OK, this didn’t work for me at first. In the sample test class, reassign USE_APPLICATION_UNIT_TEST to zero. USE_APPLICATION_UNIT_TEST doesn’t seem to be for unit tests; this is for tests that require your application (or some other GUI, not sure… ) to be running while you test.

NOTE: I have somehow gotten into the habit of stripping #import <Foundation/Foundation.h> off my .h files. Well. If you’re doing this, you’ll get errors when trying to compile your project classes to the test target. You need to add the project’s precompiled header (*.pch) to the build configuration for the test target (see below).

Running tests every time you build the main project

Now, this is trivial and elegant at once. To ensure we pass the tests before even thinking about running our app, all we need to do is drag the test target inside the main target.

Next time we build (targeting the simulator) test classes compile and run before actually running our app.
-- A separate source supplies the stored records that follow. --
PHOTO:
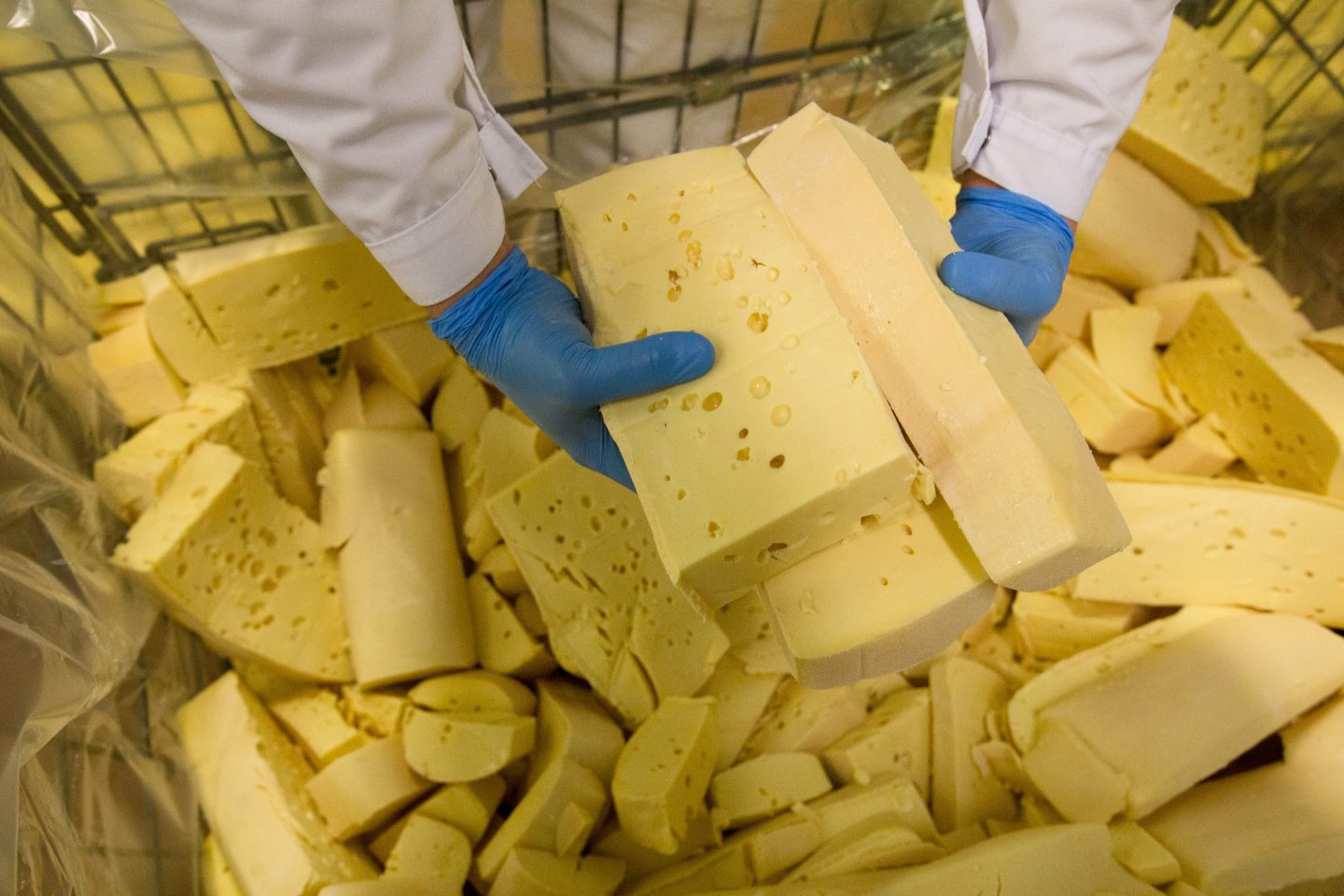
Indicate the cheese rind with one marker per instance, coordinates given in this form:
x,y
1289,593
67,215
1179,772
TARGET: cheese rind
x,y
741,473
962,385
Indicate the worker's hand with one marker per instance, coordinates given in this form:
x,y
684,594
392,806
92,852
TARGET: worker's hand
x,y
1016,254
523,330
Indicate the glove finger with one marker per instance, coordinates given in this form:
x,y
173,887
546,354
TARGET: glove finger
x,y
1017,289
601,375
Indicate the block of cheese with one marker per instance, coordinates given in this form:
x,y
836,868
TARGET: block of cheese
x,y
886,599
962,385
1281,406
765,786
137,471
567,791
962,692
1202,122
281,299
1175,301
385,508
570,723
1093,757
250,783
801,719
1137,231
741,473
314,719
455,747
739,699
531,872
895,736
665,770
134,376
235,563
613,615
364,788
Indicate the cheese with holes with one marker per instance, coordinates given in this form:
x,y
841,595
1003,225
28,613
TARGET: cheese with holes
x,y
665,770
137,471
363,789
1202,121
739,471
889,598
613,615
962,385
1281,406
250,783
1255,673
235,563
1137,231
385,508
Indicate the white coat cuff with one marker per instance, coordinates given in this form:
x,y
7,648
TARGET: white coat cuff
x,y
445,251
1036,161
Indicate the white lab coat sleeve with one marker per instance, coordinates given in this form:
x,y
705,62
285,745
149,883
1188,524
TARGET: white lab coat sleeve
x,y
1047,89
382,107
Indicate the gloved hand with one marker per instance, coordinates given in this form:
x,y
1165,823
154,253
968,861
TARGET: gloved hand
x,y
523,330
1016,254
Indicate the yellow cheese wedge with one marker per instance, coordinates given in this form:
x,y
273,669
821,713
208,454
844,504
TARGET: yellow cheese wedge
x,y
231,560
665,770
385,508
1280,404
455,747
895,736
961,382
137,471
1202,122
250,782
314,719
741,473
1225,541
1257,672
889,598
566,789
763,786
364,788
611,614
1137,231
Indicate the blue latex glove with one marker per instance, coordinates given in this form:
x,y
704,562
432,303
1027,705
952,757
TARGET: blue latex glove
x,y
523,330
1016,254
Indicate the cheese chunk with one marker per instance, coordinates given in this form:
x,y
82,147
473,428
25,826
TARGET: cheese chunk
x,y
665,770
136,473
895,736
763,786
278,300
1225,541
964,387
363,789
1108,415
566,791
531,872
1257,672
1281,406
611,614
1137,231
385,508
134,376
882,601
742,471
240,566
455,747
1202,122
962,692
250,783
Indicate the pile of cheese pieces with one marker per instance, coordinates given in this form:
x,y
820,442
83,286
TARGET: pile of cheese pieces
x,y
544,712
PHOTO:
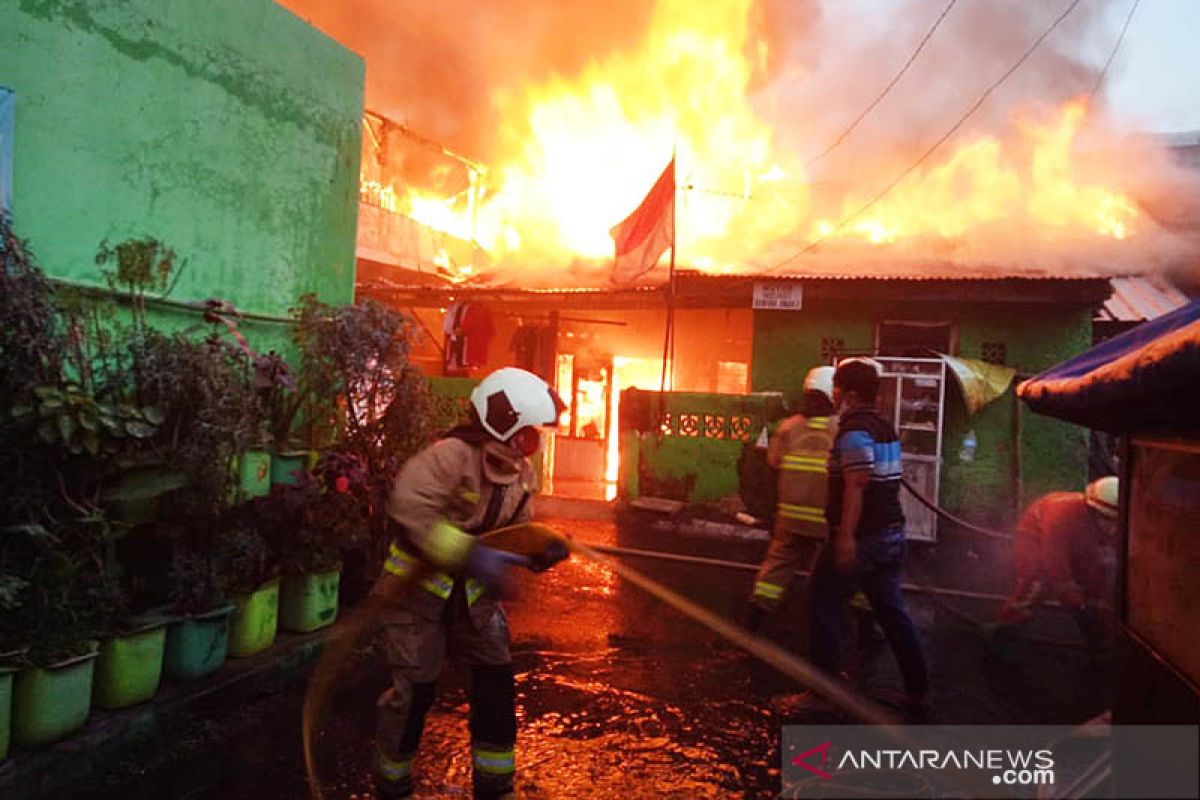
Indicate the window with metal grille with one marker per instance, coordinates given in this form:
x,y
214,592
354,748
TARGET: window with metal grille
x,y
831,348
994,353
6,130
If the tests fail, nothing runs until we fix the tests :)

Troubleshooting

There are three practical issues that tend to occur when trying to put legacy code under unit test with XCode. In whatever case this results in stupidly broken builds.

  1. Most of your existing source files are missing from the Test target.
    => expand the main target for your project; expand the test target; now select Compile Sources in your main target. select all files in the Compile Sources group (do it from the top right panel) and drag them into Compile Sources in the test target.
  2. Frameworks in use  are missing from the test target.
    => use the same approach as in (1). This time, duplicate content from Link Binary with Libraries.
  3. The precompiled header (.pch file) isn’t applied to the test target.
    1. Right click on the main target and choose ‘get info’.
    2. Select the build tab.
    3. Under Configuration: (top left) pick All Configurations
    4. Scroll down until you find the ‘Prefix header’ entry in the ‘GCC 2.2 – Language’ section. Copy the pch path/name and duplicate it to your Test target settings.

(1) At this stage, not everything being as perfect as it ought to be, I bothered popping a mail window and sending the link to myself. I wished I had an iPad icon on my desktop and could just drag the safari window to it – or the link. Yea. Kiss the future.